Fault tolerance for Exascale parallel executions: leveraging Applications and System properties

Franck Cappello
Seminar

In 2020-2022, Exascale systems will be put in service in multiple locations in the world. Studies and projections agree that these systems will suffer more frequent failures and data corruptions than current systems. The challenge is clear: how to make sure that Exascale application executions complete and provide correct results? Finding solutions to this problem is not trivial. In particular scaling existing solutions will not work. In this talk we present a disruptive approach: exploring applications and systems to discover properties that could be leveraged to develop Exascale fault tolerance solutions. We will present the results of this approach in four domains: multi-level checkpoint/restart, signal analysis based failure prediction, domino free fault tolerant protocols and silent data corruption detection based on data analytics. We will also discuss the limits of these new techniques.

BIO:
Franck Cappello is the Senior Computer Scientist at Argonne National Laboratory where he leads the research on fault tolerance/resilience for extreme scale systems. He is the director of the Inria-Illinois-ANL-BSC-JSC joint laboratory on extreme scale computing (http://publish.illinois.edu/jointlab-esc/) that explores and develops new software addressing key challenges of extreme scale numerical simulations and data analytics.

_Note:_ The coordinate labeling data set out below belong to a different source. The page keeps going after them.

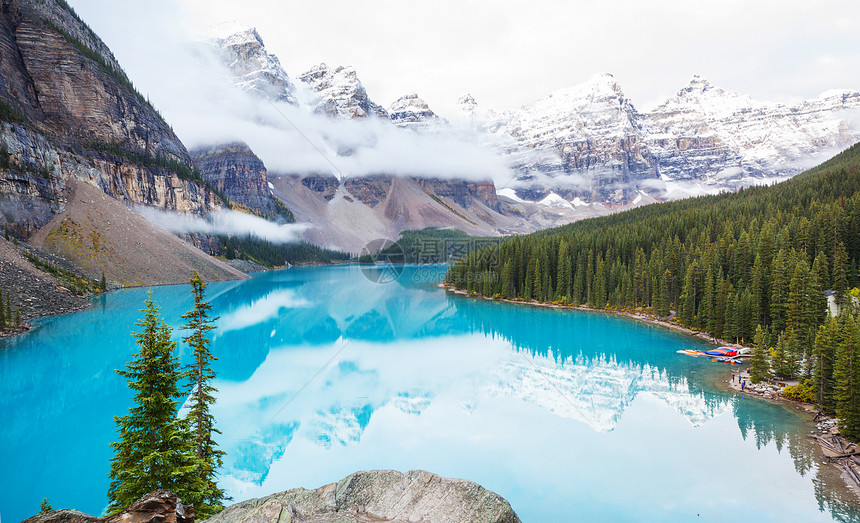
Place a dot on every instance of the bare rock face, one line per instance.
(377, 496)
(369, 190)
(463, 192)
(161, 506)
(325, 184)
(237, 172)
(71, 112)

He led the resilience road map for the IESP (International Exascale Software Project) and EESI  (European Exascale System Initiative) efforts. He also initiated and directed several international collaborations like the G8 "Enabling Climate Simulation at Exascale" project. Cappello received his Ph.D. from the University of Paris XI in 1994 and joined CNRS, the French National Center for Scientific Research. In 2003, he joined INRIA, where he held the position of permanent senior researcher until 2013. In 2009, Cappello also became visiting research professor at the University of Illinois at Urbana Champaign. He joined Argonne National Laboratory in May 2014.